A retrospective by Bruce Schneier and Barath Raghavan for Lawfare argued that the scope of the problem would have been far smaller had CrowdStrike traded some of the speed they strive for to deploy the latest protection updates to clients for validation. “Last week’s update wouldn’t have been a major failure if CrowdStrike had rolled out this change incrementally: first 1 percent of their users, then 10 percent, then everyone,” they write. They emphasize that doing so is costly in engineering time and slower to roll out fixes, but it goes further: such an approach deliberately leaves some client systems vulnerable to attack for longer. This is the essential tradeoff of automating and scaling deployment of protection at such a fundamental software level, at such a scale. 

Automation is not inherently bad. It makes sure that systems are prepared for attack, even when the IT team is literally sleeping. But it comes with a requirement of trust.  Trust in CrowdStrike that they will fix threats before they can be exploited. Trust in CrowdStrike that their update will prevent malicious actors from successful exploitation. In this case, trust in CrowdStrike that the update will not cause other problems. To be clear, CrowdStrike did not err in trying to protect its clients from a new method of attack. They were doing their job. But the way CrowdStrike did so is where the danger lay, and this time, where they failed to execute successfully. 

This isn’t a flaw in CrowdStrike, but in the broader security environment. Security companies have an incentive to encourage customers to buy more of their tools, attempting to become a one-stop shop for every client need. The problem arises in where this encourages an all-the-eggs-in-one-basket strategy, where redundancy and safeguards are reduced or eliminated due to the trust that must be placed in a single vendor.

Agent and agentless systems, trust, and how to maintain it

Finally, this trust issue ties into the way that CrowdStrike and other EDR services operate through an agent-based model. CrowdStrike’s Falcon Sensor, the system that broke on Friday, is one such agent. In order to do their job, CrowdStrike’s agent needs to be on every system being protected, in order to detect malware, block exploits, and find indicators of attack. But in doing so, that strength can become a weakness. Every system with the Falcon Sensor installed was vulnerable to this flawed update, and all that were online to receive it were affected, 8.5 million of them. As we touched on above, Microsoft has associated the problem with its 2009 deal with the European Union, arguing that had CrowdStrike been only able to run in the user-space, rather than kernel level, such an incident could not occur. While some have tied a kernel panic issue that occurred on Linux machines running CrowdStrike’s Falcon Sensor in April, in some Red Hat and Debian linux distros, it appears that it was actually a Linux kernel bug operating in user-space that caused the problem. Rather than undercutting Microsoft’s claim, it seems to lend credence to it, as MacOS devices, which have not allowed third-party kernel access since 2020, were not affected.

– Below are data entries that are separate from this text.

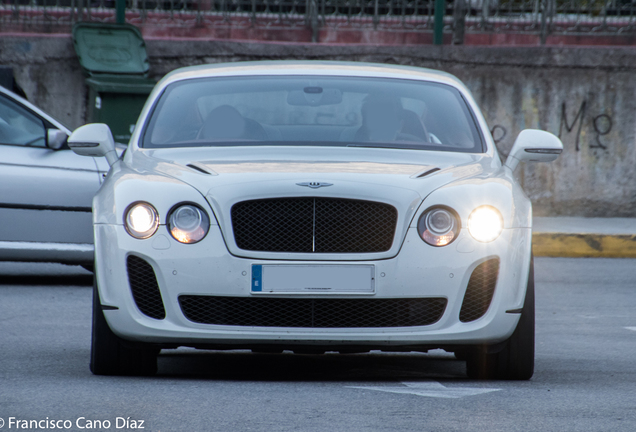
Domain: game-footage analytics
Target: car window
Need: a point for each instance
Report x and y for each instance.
(18, 126)
(313, 110)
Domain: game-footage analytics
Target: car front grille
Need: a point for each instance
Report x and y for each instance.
(144, 287)
(481, 288)
(312, 313)
(314, 225)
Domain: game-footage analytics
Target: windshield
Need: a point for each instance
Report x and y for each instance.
(312, 110)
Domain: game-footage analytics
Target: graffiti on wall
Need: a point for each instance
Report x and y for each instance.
(601, 125)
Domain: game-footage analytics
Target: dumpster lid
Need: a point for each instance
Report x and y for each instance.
(126, 84)
(110, 48)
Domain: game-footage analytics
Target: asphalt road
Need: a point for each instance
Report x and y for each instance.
(584, 380)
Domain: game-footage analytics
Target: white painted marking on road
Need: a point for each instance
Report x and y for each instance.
(429, 389)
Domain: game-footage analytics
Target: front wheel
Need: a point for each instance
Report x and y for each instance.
(516, 360)
(112, 355)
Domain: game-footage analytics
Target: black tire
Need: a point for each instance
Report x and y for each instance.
(516, 360)
(112, 355)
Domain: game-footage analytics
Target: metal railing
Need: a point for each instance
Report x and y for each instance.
(538, 17)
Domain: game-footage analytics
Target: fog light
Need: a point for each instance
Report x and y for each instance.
(485, 224)
(141, 220)
(188, 223)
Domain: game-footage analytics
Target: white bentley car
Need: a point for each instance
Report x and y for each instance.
(312, 207)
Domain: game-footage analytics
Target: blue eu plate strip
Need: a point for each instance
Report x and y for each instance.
(257, 278)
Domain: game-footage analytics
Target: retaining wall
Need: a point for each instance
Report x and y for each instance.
(587, 95)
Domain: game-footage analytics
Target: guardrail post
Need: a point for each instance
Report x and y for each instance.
(438, 35)
(313, 20)
(459, 22)
(548, 8)
(120, 15)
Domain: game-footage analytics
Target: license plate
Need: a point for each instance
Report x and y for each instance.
(313, 279)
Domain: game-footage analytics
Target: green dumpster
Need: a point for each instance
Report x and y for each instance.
(114, 60)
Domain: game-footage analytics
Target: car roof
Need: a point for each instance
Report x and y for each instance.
(312, 67)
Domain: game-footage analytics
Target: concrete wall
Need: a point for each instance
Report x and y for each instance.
(585, 95)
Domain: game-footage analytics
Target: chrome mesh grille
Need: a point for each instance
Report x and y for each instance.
(481, 288)
(144, 287)
(312, 313)
(314, 225)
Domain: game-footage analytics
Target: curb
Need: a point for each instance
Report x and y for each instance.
(584, 245)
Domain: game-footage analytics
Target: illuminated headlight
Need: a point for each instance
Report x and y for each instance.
(188, 223)
(485, 224)
(141, 220)
(438, 226)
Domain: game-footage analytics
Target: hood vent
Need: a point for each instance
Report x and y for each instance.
(428, 172)
(200, 168)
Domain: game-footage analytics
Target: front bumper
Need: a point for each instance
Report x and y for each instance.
(207, 268)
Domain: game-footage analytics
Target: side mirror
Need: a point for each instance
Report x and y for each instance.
(55, 139)
(94, 140)
(534, 145)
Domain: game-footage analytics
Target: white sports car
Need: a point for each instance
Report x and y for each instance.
(312, 207)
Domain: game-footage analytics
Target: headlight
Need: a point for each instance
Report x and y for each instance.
(188, 223)
(141, 220)
(438, 226)
(485, 224)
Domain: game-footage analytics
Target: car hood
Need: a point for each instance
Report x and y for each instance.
(290, 171)
(226, 176)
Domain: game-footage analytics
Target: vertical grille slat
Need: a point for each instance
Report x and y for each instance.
(480, 290)
(314, 225)
(144, 287)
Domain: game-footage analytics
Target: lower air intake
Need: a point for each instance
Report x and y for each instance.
(312, 313)
(144, 287)
(481, 288)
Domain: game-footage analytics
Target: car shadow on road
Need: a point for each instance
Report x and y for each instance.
(46, 280)
(244, 365)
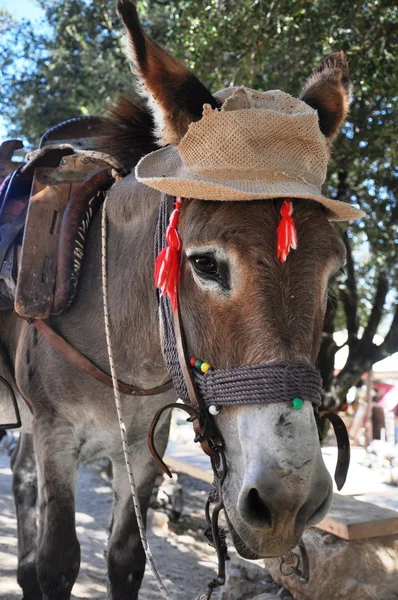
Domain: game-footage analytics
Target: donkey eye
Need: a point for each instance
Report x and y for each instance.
(205, 264)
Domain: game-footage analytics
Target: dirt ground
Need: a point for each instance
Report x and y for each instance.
(182, 555)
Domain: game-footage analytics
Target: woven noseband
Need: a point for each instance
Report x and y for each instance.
(265, 383)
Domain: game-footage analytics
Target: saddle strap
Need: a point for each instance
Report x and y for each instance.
(78, 360)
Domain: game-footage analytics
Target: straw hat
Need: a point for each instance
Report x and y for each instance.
(258, 145)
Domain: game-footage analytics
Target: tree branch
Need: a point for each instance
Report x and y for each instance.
(349, 296)
(377, 310)
(390, 344)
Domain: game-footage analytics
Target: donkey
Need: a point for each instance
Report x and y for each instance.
(240, 306)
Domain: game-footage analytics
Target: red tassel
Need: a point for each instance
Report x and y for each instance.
(167, 267)
(286, 233)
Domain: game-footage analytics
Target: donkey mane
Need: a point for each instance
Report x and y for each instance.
(128, 134)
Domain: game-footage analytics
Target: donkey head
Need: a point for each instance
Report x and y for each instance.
(241, 306)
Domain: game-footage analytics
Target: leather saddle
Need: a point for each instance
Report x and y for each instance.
(46, 207)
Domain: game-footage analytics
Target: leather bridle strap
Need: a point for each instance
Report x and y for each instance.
(83, 364)
(204, 427)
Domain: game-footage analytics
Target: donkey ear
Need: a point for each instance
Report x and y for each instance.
(176, 96)
(328, 91)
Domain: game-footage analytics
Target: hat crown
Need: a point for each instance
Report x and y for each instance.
(267, 135)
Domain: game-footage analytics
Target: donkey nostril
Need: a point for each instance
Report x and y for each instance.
(258, 512)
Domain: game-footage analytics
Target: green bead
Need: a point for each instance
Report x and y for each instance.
(297, 403)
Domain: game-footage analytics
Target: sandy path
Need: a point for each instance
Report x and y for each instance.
(184, 560)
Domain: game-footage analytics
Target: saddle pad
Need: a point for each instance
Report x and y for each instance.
(52, 189)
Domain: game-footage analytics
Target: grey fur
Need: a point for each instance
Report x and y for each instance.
(271, 313)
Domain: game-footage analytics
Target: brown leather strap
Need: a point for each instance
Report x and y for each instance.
(78, 360)
(343, 444)
(198, 425)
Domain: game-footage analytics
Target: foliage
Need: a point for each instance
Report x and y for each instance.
(74, 64)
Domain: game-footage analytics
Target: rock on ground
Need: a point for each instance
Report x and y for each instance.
(341, 570)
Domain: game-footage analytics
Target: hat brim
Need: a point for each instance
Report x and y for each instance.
(164, 171)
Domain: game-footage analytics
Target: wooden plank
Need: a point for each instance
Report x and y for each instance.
(352, 519)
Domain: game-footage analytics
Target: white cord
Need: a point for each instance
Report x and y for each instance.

While there will always be a need for agent-based models such as how CrowdStrike operates, there is potential for change in the wake of this incident. We may see a push by Microsoft to revert back to before its 2009 agreement in order to reclaim exclusive access to kernel-level operations, or we may see a shift in how much security teams are willing to trust third-party vendors to operate in that space, instead moving to a user-space level API model. Finally, another alternative exists, with not every system having a tool like the Falcon Sensor installed and instead providing agentless detection and remediation capabilities, in cases where that is a possibility.

Both options, agents, and agentless, require a significant amount of trust. Either in installing software from a trusted third-party vendor at an incredibly deep level across the enterprise, or trusting a third-party like SixMap to remotely access a system and deploy a patch to a production environment without using agents. It remains to be seen when we look back on this incident 5 years from now if there is a shift away from kernel-level access for security products and how much the security landscape evolves in terms of agent versus agentless approaches.